St Francis of Assisi, you probably know him as the statue of a man holding a bird in your Catholic friend’s garden, tells us what this can look like. He spent time with al-Kamil, an heir to Saladin and sultan during the fifth crusade. Little is written about his time with the Sultan, but it is widely considered a successful interchange of faith. Though Francis failed in his plan to convert the ruler, all reports of the meeting were positive. After this meeting, Francis seemingly took two lessons away – both to do with prayer. In his Letter to the Rulers of the People, he called for people to pray every evening, and for that time of prayer to be initiated with the public sounding of horns – similar to the call to prayer that rings from minarets in mosques every day. [3]Likewise, his The Praises of God lists all kinds of attributes of God, in a way similar to the ninety-nine names of Allah in Islamic tradition.[4]

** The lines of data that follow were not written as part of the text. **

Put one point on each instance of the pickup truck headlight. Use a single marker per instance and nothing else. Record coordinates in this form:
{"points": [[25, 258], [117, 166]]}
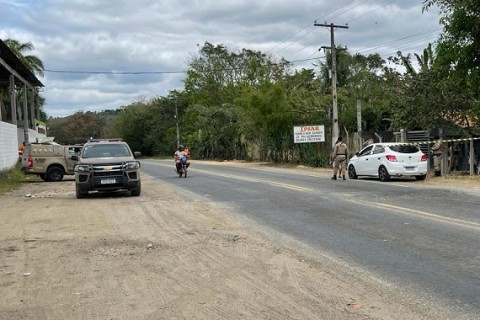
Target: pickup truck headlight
{"points": [[82, 168], [131, 165]]}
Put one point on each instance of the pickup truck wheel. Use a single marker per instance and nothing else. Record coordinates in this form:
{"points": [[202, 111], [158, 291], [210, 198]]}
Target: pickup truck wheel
{"points": [[54, 174], [79, 193], [136, 192]]}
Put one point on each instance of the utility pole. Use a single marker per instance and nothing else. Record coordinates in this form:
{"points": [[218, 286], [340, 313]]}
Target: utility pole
{"points": [[335, 130], [177, 124]]}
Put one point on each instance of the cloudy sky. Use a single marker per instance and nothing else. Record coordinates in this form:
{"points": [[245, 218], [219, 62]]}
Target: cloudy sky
{"points": [[104, 54]]}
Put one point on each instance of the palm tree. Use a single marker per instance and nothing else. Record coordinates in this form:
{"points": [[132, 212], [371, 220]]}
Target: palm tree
{"points": [[33, 63]]}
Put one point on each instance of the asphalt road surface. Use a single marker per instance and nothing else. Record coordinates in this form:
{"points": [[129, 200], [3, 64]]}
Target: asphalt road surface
{"points": [[419, 238]]}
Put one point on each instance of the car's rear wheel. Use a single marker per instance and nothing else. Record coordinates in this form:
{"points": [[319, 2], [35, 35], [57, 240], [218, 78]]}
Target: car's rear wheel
{"points": [[352, 174], [79, 193], [136, 192], [383, 174], [54, 174]]}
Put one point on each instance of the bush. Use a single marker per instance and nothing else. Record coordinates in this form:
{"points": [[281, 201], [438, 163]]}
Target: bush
{"points": [[11, 179]]}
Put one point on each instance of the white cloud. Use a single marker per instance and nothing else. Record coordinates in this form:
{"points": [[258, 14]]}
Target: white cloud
{"points": [[161, 36]]}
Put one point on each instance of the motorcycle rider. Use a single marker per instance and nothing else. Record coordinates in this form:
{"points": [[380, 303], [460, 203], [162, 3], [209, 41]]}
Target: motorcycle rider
{"points": [[178, 154]]}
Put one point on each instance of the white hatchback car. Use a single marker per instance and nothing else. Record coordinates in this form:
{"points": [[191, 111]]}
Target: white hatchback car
{"points": [[384, 160]]}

In my own life, I take a lot of cues from Rabbis when it comes to questions, I hold about certain aspects of faith. Rabbinical discourse is more willing to ask tough questions than Christian thought is. Philosophy, often the placeholder for religion in our more secular age, also gives us tools to express our faith. Nietzsche, Camus, Sarte, and many other founders of modernism and post-modernism are good to know. They describe the world in terms we do not always think to use and even when we oppose or disagree with them, our mind is better for the interrogation. Practically, I don’t have time to read all that much though. So what do I do? I talk to people who think differently than me, ask questions to understand and not to convince. I try and see the world through their eyes. In this way, we can find new ways to see the one truth of the Gospel, in languages we now only know the sound of.

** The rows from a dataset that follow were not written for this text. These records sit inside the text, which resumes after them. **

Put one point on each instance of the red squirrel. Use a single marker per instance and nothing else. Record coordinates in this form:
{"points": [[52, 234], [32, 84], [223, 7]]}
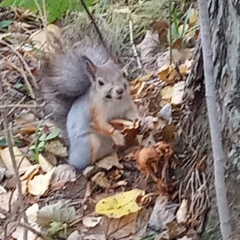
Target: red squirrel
{"points": [[83, 89]]}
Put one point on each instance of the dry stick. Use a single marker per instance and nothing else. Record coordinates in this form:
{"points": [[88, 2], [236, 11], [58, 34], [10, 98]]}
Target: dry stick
{"points": [[215, 129], [132, 43], [23, 62], [10, 146], [170, 29]]}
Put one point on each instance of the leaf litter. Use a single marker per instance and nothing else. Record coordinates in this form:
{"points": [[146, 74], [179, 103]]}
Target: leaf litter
{"points": [[130, 195]]}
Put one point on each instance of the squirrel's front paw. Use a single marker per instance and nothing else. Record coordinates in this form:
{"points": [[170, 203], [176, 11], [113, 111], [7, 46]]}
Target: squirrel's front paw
{"points": [[118, 138]]}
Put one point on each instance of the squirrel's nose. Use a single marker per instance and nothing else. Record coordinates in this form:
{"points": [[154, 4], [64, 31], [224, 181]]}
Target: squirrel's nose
{"points": [[119, 90]]}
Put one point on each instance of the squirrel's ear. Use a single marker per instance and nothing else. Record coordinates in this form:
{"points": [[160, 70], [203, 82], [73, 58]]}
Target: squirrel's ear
{"points": [[90, 67]]}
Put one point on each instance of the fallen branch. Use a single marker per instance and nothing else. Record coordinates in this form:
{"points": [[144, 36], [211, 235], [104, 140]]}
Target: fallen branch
{"points": [[215, 129]]}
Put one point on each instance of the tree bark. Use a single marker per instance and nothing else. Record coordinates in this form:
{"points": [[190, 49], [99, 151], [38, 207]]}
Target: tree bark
{"points": [[215, 129], [225, 32]]}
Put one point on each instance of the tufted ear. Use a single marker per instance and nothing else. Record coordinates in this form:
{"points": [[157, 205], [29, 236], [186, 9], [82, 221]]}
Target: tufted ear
{"points": [[89, 65]]}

We can start in our own Christian family, sometimes that is easier. Listen to a Christian from outside our traditions and see how they talk about God. I can tell you that even within Methodism, if you go to different parts of the world and the country – you will hear different aspects of God lifted up. I thank God that I was at a seminary that had a lot of Black Baptist and African Methodist Episcopal students. I learned more about God through that injection of culture into my life than most anything I picked up in a classroom. We should learn from Christians of other backgrounds, other political ideas, and generally different mindsets. Not everything is something we can take home and call our own, but that is how life is. I cannot know what food is good, unless I am willing to take a bite, and the same is true of knowledge.

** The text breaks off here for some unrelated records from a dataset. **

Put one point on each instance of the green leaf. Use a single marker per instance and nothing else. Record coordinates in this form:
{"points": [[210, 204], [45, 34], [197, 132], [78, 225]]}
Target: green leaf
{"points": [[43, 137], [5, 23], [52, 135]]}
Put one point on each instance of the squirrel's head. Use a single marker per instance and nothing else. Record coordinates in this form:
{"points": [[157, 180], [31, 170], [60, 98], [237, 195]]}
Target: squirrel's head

People found faith in Athens because Paul spoke their language. He was able to look at them and say, “You know what you say about Zeus, it actually fits my God too, and more than that we preach that the dead will be raised one day and that this is done through a guy named Jesus who was, and is, the God I am talking to you about today.” The first part drew people in, and the second part pushed most of them back out, but for those who were willing to stay after that – there life was changed forever. How many lives might we change if we knew about ideas we currently might not think are “essential?” How many hidden treasures are we unwilling to dig up, simply because they were planted in a soil we consider foreign? God is God all, and while many may see God as Unknown, they are constantly seeing signs of God’s activity in the world.
Are we willing to learn how to translate one to the other? I hope so, and it starts with talking to people you might think are too different, and listening deeply to those we might cast aside as “other.” Listen, learn, and speak life into a vibrant world, seeking the truth. – Amen.
[1] Aratus of Soli. Callimachus, Hymns and Epigrams. Lycophron. Aratus. Translated by Mair, A. W. & G. R. Loeb Classical Library Volume 129. London: William Heinemann, 1921.
[2] Rendel Harris, J. (Oct 1906). “The Cretans always liars”. The Expositor. Seventh Series. 2: 305–17.